Method examples described herein can be machine or computer-implemented at least in part. Some examples can include a computer-readable medium or machine-readable medium encoded with instructions operable to configure an electronic device to perform methods as described in the above examples. An implementation of such methods can include code, such as microcode, assembly language code, a higher-level language code, or the like. Such code can include computer readable instructions for performing various methods. The code may form portions of computer program products. Further, in an example, the code can be tangibly stored on one or more volatile, non-transitory, or non-volatile tangible computer-readable media, such as during execution or at other times. Examples of these tangible computer-readable media can include, but are not limited to, hard disks, removable magnetic disks, removable optical disks (e.g., compact disks and digital video disks), magnetic cassettes, memory cards or sticks, random access memories (RAMs), read only memories (ROMs), and the like.
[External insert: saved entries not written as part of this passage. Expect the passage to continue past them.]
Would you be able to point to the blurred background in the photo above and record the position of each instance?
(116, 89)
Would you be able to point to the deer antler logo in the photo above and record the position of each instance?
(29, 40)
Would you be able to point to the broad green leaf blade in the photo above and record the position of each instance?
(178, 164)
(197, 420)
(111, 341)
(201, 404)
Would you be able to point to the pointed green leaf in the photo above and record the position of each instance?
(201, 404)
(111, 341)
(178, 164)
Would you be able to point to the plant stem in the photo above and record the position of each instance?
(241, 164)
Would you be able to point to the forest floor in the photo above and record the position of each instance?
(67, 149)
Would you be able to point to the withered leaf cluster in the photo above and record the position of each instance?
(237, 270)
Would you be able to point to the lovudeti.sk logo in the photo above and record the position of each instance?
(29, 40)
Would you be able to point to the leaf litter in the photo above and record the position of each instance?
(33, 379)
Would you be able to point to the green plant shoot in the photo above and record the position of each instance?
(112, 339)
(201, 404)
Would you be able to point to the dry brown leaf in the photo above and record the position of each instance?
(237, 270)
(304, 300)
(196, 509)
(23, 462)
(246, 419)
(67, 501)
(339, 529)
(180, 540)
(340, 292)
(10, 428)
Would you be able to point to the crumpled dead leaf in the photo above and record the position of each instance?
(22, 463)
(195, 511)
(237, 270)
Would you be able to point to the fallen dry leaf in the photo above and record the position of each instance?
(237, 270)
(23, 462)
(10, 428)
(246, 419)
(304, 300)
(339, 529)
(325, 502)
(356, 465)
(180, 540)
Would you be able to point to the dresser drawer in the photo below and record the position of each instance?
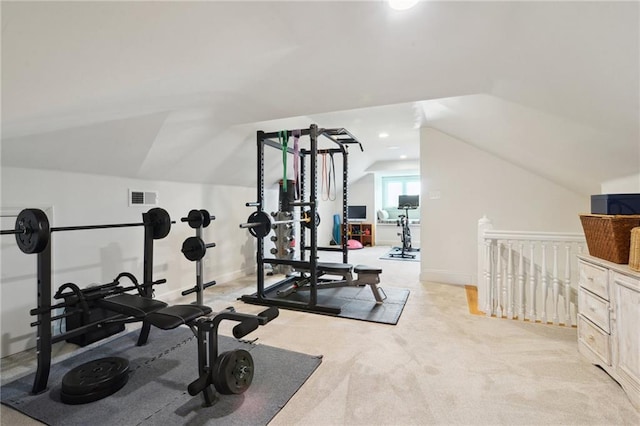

The above description is intended to be illustrative, and not restrictive. For example, the above-described examples (or one or more aspects thereof) may be used in combination with each other. Other embodiments can be used, such as by one of ordinary skill in the art upon reviewing the above description. The Abstract is provided to comply with 37 C.F.R. § 1.72(b), to allow the reader to quickly ascertain the nature of the technical disclosure. It is submitted with the understanding that it will not be used to interpret or limit the scope or meaning of the claims. Also, in the above Detailed Description, various features may be grouped together to streamline the disclosure. This should not be interpreted as intending that an unclaimed disclosed feature is essential to any claim. Rather, inventive subject matter may lie in less than all features of a particular disclosed embodiment. Thus, the following claims are hereby incorporated into the Detailed Description as examples or embodiments, with each claim standing on its own as a separate embodiment, and it is contemplated that such embodiments can be combined with each other in various combinations or permutations. The scope of the invention should be determined with reference to the appended claims, along with the full scope of equivalents to which such claims are entitled.
This patent application claims the benefit of U.S. Provisional Patent Application No. 63/239,778, filed Sep. 1, 2021, entitled “MEDICAL PREMATURE INFANT MANNEQUIN”, which is incorporated by reference herein in its entirety.